Wednesday, June 20, 2012

Review: "Safety Not Guaranteed"

Some films are based on novels, others on plays or short stories or articles. Not many, however, can boast that their story stems (however loosely) from an actual classified ad. A delightful mix of truth and fiction (although mostly the latter), Colin Trevorrow's Safety Not Guaranteed has been picking up enthusiastic reviews on the festival circuit all year. With the film currently in the process of a staggered limited release, I hope that more and more people will get to see what the fuss was about. Though it isn't a slice of top-tier work, Trevorrow's feature narrative debut is filled with engaging performances that help make this one of the indie surprises of the summer.

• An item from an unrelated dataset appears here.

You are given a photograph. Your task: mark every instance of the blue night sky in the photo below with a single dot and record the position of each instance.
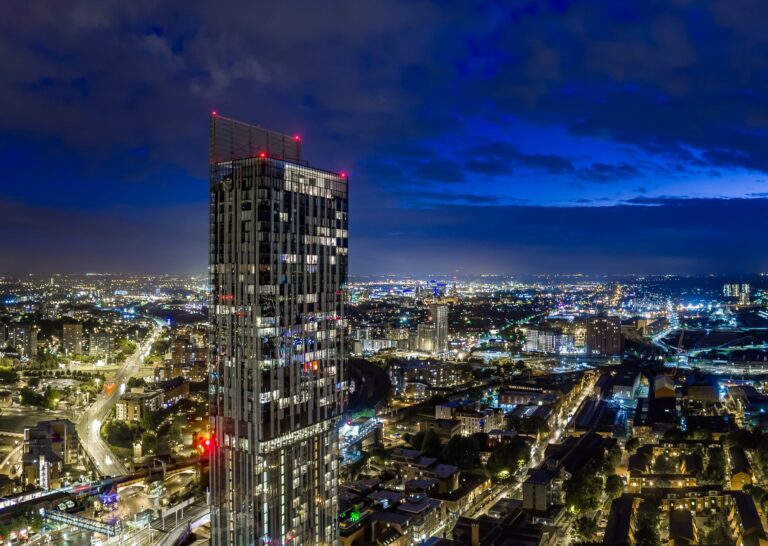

Revolving around an actual classified ad that sought out a companion for time travel, the story centers on a trio of magazine writers (make that one writer and two interns) who go to investigate the man responsible for the ad. Taking the lead is Darius (Aubrey Plaza), one of the two interns working for Jeff (Jake Johnson), who befriends Kenneth (Mark Duplass) in order to get a better sense of what makes him tick. 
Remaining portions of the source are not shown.